There are only two physical access points between the outside world and the inside of your body. One is your skin. The other is the mysterious tunnel that starts at your mouth and ends at your anus.
Your skin is absolutely important – it absorbs everything from nicotine to sunlight. But leaving it aside for now let’s look at what happens when food ventures from your mouth to your gut and how it impacts everything you feel on a daily basis.
Thanks in large part to the research done by Dr. Michael Gershon at Columbia-Presbyterian Hospital in NYC, we know that you have a second brain in your gut, called the enteric nervous system. At least 95% of the serotonin in your entire body lives in your intestines and your brain and your gut communicate with each other constantly.

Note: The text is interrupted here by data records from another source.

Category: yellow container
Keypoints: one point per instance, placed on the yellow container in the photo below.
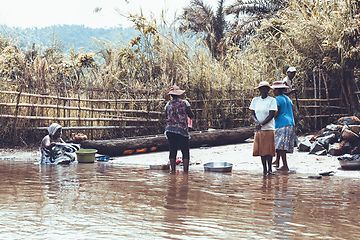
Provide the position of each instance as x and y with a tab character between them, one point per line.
86	155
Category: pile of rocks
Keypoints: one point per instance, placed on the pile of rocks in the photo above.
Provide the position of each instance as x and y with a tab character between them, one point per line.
335	139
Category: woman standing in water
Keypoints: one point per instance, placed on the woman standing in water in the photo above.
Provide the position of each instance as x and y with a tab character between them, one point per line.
262	112
285	138
176	131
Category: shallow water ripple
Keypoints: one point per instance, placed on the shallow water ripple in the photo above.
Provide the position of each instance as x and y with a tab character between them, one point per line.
114	201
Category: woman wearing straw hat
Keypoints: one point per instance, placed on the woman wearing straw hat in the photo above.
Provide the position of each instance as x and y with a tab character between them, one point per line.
285	138
176	131
262	112
53	148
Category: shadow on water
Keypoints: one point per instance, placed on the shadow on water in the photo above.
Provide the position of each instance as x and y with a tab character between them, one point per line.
115	201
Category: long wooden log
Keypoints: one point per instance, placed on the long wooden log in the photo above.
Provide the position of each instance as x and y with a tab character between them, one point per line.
118	147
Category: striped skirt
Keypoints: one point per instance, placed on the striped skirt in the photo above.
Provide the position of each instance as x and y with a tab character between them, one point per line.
285	138
264	143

Also living in walls of your gut are hormones referred to as entero-hormones. All hormones, regardless of where they are made in the body, by definition are chemical messengers that swim through your bloodstream and influence every system in your body to some degree. To what degree, exactly, depends on the receptor density in a particular organ or tissue for a particular hormone.

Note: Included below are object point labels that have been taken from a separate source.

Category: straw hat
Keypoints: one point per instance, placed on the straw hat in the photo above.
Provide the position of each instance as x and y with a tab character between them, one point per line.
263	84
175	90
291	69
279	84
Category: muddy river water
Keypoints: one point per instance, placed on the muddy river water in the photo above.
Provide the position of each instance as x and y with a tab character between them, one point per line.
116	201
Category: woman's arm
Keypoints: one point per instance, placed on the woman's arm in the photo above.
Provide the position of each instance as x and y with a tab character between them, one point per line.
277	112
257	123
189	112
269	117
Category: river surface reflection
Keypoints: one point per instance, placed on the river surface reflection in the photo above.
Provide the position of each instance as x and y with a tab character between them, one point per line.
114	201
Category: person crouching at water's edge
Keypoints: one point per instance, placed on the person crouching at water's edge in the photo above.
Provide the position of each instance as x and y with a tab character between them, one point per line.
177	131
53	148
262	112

The lining of your intestine is also microscopically thin – one cell layer thick – and creates an intelligent membrane that, in a more intricately choreographed dance than any Russian ballet, absorbs the liquefied broken down version of what you chewed and swallowed into your blood, changing it’s address from external to internal. If you have even a low-grade allergy to one of the substances in what you ate, this – the point of absorption – is when your immune system goes on the attack, leading to unpleasantness.

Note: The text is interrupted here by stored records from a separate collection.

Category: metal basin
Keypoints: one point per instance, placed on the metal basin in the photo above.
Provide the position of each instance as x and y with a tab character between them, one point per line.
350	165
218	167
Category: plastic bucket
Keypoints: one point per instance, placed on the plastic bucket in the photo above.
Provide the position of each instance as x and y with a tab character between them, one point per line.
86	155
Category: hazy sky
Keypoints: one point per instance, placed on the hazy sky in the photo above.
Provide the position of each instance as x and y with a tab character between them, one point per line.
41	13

Two super crucial points here:
One, there is an enteric (i.e. intestinal) neuro-hormonal system that cross talks with the rest of the systems in your body and impacts those systems, either promoting equilibrium or throwing it off.
Two, the food you eat gets absorbed into your body for processing. From there, if the food contains any toxic materials, those toxic waste products flood first your blood and then your liver and your kidneys, which have to deal with the crisis. If the food is usable on a molecular level, it gets literally repackaged and turned into your tissues.
All of this is a tiny fraction of the evidence for why there is no separation between the food you eat and you, from your bones to your feelings.
The good news is you have a choice of what items from the external world you put into your internal environment.